For more information about this lab, please refer to cachelab.pdf
.
It is recommended to do this lab on Ubuntu 22.04.
Before getting your hands dirty, a Linux program called valgrind
will be doing you a great deal of things. You can type the following command to install valgrind
.
sudo apt install valgrind
My score for this lab is as follows.
Total score | Total misses | Misses (32×32) | Misses (64×64) | Misses (60×68) |
---|---|---|---|---|
53.0 | 2682 | 256 | 1024 | 1402 |
The miss counts of transposing 32×32 and 64×64 matrices are theoretically optimal. The best miss count of transposing a 60×68 matrix in my class is 1382.
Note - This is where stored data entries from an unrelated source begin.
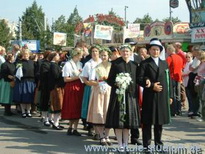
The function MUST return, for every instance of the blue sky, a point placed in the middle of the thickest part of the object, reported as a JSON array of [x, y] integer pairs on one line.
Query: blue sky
[[12, 9]]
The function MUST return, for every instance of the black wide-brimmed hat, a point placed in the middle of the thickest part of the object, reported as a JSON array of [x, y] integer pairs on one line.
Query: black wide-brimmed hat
[[155, 43], [130, 41]]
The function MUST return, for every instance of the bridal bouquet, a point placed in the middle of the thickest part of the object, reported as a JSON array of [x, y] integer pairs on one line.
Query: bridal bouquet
[[122, 80]]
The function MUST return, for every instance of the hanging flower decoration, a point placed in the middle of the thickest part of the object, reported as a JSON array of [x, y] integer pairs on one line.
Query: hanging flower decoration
[[122, 80]]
I have written a tool in parameter auto-search.cpp
to automatically calculate the miss counts of different transpose methods. All you have to do is to write your transpose function in transpose_submit
using load
and store
.
If you have some parameters in your transpose function, you can search for the best parameters automatically using this tool. I have given an example in parameter auto-search.cpp
. Moreover, this tool enables more advanced approach, such as heuristic search and even neural networks.
Another powerful feature of this tool is that by setting print_codes = true
, it prints out the corresponding C code of your method, which you can paste to trans.c
and submit directly. This feature may come in handy if you are using more advanced approaches.